Most of us are trying to write long stuff, Lamott says, and that's like trying to scale a glacier.
Lamott says that when she's trying to write something long and it's making her panic and feel like it's the end of her writing career, she stops. She breathes. She lets her mind wander. After she thinks about a ton of things that won't help her writing project, like whether she should get orthodontia or find a new boyfriend, she finally notices the 1-inch picture frame that she has left on her desk to remind her of short assignments.
What's so great about a 1-inch picture frame? It reminds Lamott she only has to tackle one short writing assignment at a time.
For now, Lamott just has to write one paragraph that pins the story down to her hometown in the late '50s. Or maybe she'll describe the main character the first time she appears, as she walks onto her porch.
Why are short assignments so helpful? Lamott gives us an E. L. Doctorow quote that explains. Doctorow said that "writing a novel is like driving a car at night. You can see only as far as your headlights, but you can make the whole trip that way" (2.4).
Lamott thinks this is pretty darn good advice about writing, and life, for that matter. You don't need to write everything at once, just a bit at a time.

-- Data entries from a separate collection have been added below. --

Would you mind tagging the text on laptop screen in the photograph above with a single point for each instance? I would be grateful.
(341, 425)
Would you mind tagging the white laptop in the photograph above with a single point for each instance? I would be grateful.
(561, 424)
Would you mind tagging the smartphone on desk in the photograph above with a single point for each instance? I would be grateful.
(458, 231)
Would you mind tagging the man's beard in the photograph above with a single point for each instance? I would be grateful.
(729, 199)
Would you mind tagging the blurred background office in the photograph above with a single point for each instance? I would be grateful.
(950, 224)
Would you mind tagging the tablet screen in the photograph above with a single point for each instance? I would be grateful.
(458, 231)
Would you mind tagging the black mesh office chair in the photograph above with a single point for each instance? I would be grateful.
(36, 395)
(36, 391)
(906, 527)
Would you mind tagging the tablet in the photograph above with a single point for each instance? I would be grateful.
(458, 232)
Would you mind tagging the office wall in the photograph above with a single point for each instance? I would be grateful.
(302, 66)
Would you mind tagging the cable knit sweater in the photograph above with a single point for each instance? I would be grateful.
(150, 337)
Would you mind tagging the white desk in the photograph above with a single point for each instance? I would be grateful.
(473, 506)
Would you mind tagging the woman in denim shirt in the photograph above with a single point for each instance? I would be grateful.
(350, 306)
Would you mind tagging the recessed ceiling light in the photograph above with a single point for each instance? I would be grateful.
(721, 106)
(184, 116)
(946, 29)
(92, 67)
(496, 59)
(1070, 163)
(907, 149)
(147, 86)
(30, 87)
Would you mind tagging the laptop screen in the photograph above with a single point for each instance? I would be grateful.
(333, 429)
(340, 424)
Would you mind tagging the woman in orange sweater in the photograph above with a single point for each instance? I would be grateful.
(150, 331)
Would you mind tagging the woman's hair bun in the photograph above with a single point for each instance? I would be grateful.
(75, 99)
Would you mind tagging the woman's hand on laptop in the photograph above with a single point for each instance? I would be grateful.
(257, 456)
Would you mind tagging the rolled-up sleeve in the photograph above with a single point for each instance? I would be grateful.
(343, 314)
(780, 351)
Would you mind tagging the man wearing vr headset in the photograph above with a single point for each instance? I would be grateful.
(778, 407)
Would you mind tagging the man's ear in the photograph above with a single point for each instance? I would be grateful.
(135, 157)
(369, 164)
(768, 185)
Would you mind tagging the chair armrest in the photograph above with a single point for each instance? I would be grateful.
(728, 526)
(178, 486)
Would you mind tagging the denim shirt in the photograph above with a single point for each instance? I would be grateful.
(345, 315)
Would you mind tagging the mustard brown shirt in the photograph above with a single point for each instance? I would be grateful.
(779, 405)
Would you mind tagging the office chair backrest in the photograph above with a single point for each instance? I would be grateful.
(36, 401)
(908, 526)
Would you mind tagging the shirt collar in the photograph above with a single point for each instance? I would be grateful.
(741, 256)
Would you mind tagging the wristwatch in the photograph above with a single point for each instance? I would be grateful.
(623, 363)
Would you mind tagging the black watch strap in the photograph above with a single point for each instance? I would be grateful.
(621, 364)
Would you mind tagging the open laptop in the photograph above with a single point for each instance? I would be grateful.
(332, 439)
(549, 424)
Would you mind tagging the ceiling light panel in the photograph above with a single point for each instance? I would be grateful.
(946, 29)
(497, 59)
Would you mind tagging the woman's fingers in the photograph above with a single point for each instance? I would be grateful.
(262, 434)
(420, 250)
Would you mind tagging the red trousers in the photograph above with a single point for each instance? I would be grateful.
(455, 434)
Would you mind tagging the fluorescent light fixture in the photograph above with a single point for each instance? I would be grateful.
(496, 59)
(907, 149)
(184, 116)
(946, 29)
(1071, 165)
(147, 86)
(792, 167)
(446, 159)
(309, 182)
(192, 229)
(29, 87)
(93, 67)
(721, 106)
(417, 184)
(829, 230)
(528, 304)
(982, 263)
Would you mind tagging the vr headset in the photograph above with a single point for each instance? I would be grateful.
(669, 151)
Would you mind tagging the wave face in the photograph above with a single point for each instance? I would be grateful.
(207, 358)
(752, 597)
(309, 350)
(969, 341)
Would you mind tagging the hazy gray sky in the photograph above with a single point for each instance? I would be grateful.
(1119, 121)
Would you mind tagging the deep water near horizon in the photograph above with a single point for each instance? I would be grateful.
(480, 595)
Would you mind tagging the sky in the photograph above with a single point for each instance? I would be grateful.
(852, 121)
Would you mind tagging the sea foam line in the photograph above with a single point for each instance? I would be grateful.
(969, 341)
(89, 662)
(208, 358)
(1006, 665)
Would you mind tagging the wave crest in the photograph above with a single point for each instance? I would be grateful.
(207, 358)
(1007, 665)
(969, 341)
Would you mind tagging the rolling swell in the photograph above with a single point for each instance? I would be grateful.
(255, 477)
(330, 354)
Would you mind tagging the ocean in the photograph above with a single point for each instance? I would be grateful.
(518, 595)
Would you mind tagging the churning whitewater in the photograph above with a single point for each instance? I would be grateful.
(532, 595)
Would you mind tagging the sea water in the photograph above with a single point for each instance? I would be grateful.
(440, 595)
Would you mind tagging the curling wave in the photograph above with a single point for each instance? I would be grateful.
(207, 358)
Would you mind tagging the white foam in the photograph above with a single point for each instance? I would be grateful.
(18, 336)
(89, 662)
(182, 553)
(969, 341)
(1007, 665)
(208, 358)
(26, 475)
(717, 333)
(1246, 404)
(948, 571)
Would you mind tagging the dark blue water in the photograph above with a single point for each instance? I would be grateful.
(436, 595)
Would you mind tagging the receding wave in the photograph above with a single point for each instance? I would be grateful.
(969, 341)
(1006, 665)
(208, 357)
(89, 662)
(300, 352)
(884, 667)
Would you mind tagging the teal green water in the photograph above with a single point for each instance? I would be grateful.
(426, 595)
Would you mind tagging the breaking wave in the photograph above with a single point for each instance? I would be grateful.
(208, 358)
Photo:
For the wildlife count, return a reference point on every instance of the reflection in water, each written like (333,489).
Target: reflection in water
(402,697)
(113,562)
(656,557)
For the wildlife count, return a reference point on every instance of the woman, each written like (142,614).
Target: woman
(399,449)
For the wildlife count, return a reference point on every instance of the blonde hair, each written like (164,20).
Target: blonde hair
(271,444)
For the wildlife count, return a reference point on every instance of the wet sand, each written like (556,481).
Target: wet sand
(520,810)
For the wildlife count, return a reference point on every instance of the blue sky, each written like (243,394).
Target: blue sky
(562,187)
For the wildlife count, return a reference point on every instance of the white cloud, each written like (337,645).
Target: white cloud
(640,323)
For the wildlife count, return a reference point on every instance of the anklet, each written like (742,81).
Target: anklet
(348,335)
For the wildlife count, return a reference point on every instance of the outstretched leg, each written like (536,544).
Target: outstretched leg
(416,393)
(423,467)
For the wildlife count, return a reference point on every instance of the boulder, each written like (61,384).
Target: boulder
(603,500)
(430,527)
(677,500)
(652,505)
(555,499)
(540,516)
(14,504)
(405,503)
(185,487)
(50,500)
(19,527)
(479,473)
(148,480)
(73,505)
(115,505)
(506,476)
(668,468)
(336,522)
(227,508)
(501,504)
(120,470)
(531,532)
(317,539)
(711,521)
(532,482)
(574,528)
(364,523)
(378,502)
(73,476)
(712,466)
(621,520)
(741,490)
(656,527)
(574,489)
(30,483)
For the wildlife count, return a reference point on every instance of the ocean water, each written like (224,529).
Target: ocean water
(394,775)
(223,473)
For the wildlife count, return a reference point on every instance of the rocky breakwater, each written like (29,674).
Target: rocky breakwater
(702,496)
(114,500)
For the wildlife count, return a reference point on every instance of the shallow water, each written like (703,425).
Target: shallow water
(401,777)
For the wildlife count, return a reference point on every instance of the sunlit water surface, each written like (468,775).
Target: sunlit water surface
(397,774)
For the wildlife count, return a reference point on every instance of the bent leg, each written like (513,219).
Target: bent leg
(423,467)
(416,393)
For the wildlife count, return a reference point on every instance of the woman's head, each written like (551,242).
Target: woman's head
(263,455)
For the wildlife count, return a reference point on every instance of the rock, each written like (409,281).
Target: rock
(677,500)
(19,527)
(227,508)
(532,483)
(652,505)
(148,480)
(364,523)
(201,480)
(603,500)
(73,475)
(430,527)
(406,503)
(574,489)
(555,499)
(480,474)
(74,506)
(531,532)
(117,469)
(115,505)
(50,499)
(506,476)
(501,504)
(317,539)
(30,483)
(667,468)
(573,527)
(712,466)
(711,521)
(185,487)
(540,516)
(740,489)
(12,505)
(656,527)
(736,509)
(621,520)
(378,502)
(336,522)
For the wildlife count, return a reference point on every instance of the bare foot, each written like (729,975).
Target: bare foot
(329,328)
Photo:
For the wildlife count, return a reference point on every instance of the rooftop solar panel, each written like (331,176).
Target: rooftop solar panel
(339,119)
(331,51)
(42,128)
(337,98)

Then, Lamott tells another story about writing short assignments. This is the story she named the book after, so we're betting it's pretty important.
Thirty years earlier, Lamott's then 10-year-old brother was trying to write a report on birds. He'd had three months to write it. It was due the next day. Naturally, her bro was panicking at the family cabin when their father put his arm around him and said, "Bird by bird, buddy. Just take it bird by bird" (2.5).
Lamott says she tells this story again here, even though she's told it before, because it helps her students feel less overwhelmed. And writing students can feel really overwhelmed.
Then, Lamott says that a writer named Chesterton said that hope is the power of being cheerful in circumstances we know to be desperate.
According to Lamott, writing can be pretty desperate, and not just if you've procrastinated on your elementary school report about birds.
Writing is about some of our deepest needs. We want to be visible to others, to be heard by them, to make sense of life, and other stuff like that. Writing can help us with all that, so it's easy to take ourselves too seriously when we're doing it.
Lamott ends the chapter by encouraging writers to focus on finishing one short assignment.